Rice tungro bacilliform virus (RTBV) is a member of the only species in the genus Tungrovirus. Along with members of the genus Badnavirus, RTBV is readily distinguished from other members of the Caulimoviridae by its bacilliform-shaped virions. Although the genome organization of RTBV is very similar to that of members of the genus Badnavirus, it differs by the presence of a fourth ORF (ORF4). This fourth ORF is expressed from a monocistronic RNA that is produced by splicing of the pregenomic RNA. RTBV can also be differentiated from members of the genus Badnavirus by phylogenetic placement based on analysis of polymerase gene sequences.
Virions are bacilliform with a width of 30 nm and a predominant length of 130 nm; longer virions, up to 300 nm, are found in some isolates. The virion structure is based on a T=3 icosahedron cut across its three-fold axis, the tubular portion being made up of rings of hexamer subunits with a repeat distance of about 10 nm.
Physicochemical and physical properties
Virions sediment with an S20,w of about 200 S and have a buoyant density in CsCl of about 1.36 g cm−3.
Virions contain a single molecule of non-covalently closed circular dsDNA of about 8.0 kbp. Each strand of the genome has a single discontinuity.
Protein precursors in the ORF3 polyprotein are processed through the action of the aspartic protease (AP). The mature capsid protein (CP) has been mapped to aa 477–791 (GenBank accession X57924), giving rise to a protein of 37.3 kDa. The aspartic protease has been mapped to aa 965–1085, giving rise to a protein of 13.8 kDa.
Genome organization and replication
The genome contains four ORFs, a large intergenic region between ORF4 and ORF1 and a small intergenic region between ORF3 and ORF4 (Figure 1. Tungrovirus). The pregenomic RNA promoter, polyadenylation signal and negative-sense strand primer-binding site are all located in the large intergenic region. The function of protein P1 is unknown, P2 is the virion-associated protein, and P3 is a polyprotein with movement protein, coat protein, aspartic protease and RT/RNase H1 domains, in that order. P4 is a suppressor of cell-to-cell spread of silencing (Rajeswaran et al., 2014).
Figure 1. Tungrovirus. Tungrovirus genome organization. The linearized map begins at the pgRNA transcription start site (black arrow, mapped or predicted ca. 32 nts downstream of TATA box; see (Pooggin et al., 1999)and references therein). The numbering begins from the first nucleotide of the Met-tRNA primer binding site (black diamond). Light grey boxes mark open reading frames (ORFs). Conserved protein domains as listed in the Pfam database (http://xfam.org) are colored: blue is the viral movement protein (VMP) (PF01107), red is the retropepsin (pepsin-like aspartic protease) (AP) (CD00303), orange is the reverse transcriptase (RT) (CD01647) and yellow is the RNase H1 (RH1) (CD06222). The conserved C-terminus of the coat protein (CP) is marked green.
A single, greater-than-genome length, terminally redundant pregenomic RNA is transcribed. The pregenomic RNA serves as a polycistronic mRNA for translation of ORFs 1–3. Translation of ORF1 is initiated by ribosome shunting and translation of ORF2 and ORF3 by leaky scanning. Consistent with a leaky scanning model of translation, the start codon of ORF1 is non-conventional (AUU), the start codon of ORF2 is in an unfavorable translation context and there is an absence of internal AUG codons in both ORFs.

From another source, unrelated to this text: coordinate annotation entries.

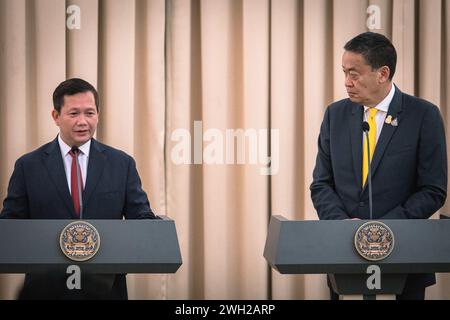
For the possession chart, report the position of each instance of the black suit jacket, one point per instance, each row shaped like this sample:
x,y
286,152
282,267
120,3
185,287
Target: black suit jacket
x,y
409,165
38,190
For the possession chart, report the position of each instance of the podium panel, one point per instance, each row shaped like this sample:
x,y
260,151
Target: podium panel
x,y
327,246
126,246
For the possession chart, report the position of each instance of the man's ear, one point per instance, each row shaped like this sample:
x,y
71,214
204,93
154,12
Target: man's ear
x,y
384,72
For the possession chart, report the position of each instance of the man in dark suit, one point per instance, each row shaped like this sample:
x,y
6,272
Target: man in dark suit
x,y
46,184
407,148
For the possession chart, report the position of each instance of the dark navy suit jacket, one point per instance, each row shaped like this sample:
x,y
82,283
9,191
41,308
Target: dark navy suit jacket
x,y
38,190
409,165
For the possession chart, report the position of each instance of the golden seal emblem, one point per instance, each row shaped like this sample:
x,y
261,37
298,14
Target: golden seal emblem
x,y
79,241
374,241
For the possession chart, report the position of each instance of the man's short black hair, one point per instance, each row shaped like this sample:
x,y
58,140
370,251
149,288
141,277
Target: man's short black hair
x,y
376,49
71,87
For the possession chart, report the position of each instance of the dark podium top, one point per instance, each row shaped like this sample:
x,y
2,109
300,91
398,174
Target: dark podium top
x,y
126,246
327,246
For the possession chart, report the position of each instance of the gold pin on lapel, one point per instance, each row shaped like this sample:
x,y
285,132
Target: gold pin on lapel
x,y
388,119
394,122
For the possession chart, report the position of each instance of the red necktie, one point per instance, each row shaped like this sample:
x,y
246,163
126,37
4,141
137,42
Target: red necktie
x,y
74,181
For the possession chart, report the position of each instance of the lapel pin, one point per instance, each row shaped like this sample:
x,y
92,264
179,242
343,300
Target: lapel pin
x,y
388,119
394,122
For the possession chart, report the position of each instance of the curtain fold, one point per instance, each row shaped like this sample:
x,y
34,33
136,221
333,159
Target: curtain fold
x,y
201,93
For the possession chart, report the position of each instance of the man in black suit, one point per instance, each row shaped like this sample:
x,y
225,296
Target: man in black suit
x,y
45,182
407,150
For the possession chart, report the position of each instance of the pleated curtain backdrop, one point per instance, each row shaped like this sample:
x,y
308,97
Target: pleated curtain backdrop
x,y
203,68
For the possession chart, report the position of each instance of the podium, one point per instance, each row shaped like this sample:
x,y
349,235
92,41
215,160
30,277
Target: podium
x,y
126,246
327,247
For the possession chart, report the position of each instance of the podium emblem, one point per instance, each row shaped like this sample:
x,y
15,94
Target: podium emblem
x,y
374,241
79,241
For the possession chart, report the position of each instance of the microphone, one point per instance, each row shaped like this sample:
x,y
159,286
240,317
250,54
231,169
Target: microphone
x,y
366,128
75,150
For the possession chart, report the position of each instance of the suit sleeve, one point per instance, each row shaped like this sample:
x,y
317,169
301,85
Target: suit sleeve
x,y
137,205
431,185
324,197
15,205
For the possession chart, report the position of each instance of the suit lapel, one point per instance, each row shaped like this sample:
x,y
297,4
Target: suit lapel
x,y
96,164
54,163
395,109
356,141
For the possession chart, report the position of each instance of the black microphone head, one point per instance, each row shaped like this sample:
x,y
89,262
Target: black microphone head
x,y
366,126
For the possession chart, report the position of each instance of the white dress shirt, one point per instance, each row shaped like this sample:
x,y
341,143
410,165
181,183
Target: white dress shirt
x,y
83,158
382,108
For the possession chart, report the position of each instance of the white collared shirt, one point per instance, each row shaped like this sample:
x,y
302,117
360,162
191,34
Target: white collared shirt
x,y
382,108
83,158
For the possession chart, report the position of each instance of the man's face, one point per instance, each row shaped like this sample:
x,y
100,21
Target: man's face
x,y
363,83
78,118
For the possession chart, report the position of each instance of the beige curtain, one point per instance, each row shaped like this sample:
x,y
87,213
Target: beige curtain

Furthermore, ORF3 is in a −1 translational frame relative to ORF2, which in turn is in a −1 translational frame relative to ORF1. The termination codon of ORF1 overlaps with the start codon of ORF2 (ATGA), and similarly for the termination codon of ORF2 and the start codon of ORF3.
ORF4 is expressed from a monocistronic RNA that is produced by splicing of the pregenomic RNA. An intron of 6,300 nt is excised in a way that fuses the first small ORF (sORFA) in the leader sequence of the pregenomic RNA in frame to ORF4 at a position that is 22 codons upstream of the start codon of this ORF.
RTBV is transmitted by leafhoppers in the genera Nephotettix and Recilia. Although able to replicate independently in its host, RTBV is only able to be transmitted when the leafhopper has acquired rice tungro spherical virus (RTSV; family Secoviridae, genus Waikavirus) simultaneously or previously. This suggests that RTSV may contribute a helper component required for RTBV transmission. RTBV is not mechanically transmissible. There is no evidence of seed transmission. Host range is limited to members of the Poaceae and Cyperaceae.
RTBV is moderately immunogenic.
Derivation of names
Tungrovirus: derived from tungro, meaning “degenerated growth” in a Filipino dialect.
Species demarcation criteria
RTBV is the sole member of the genus.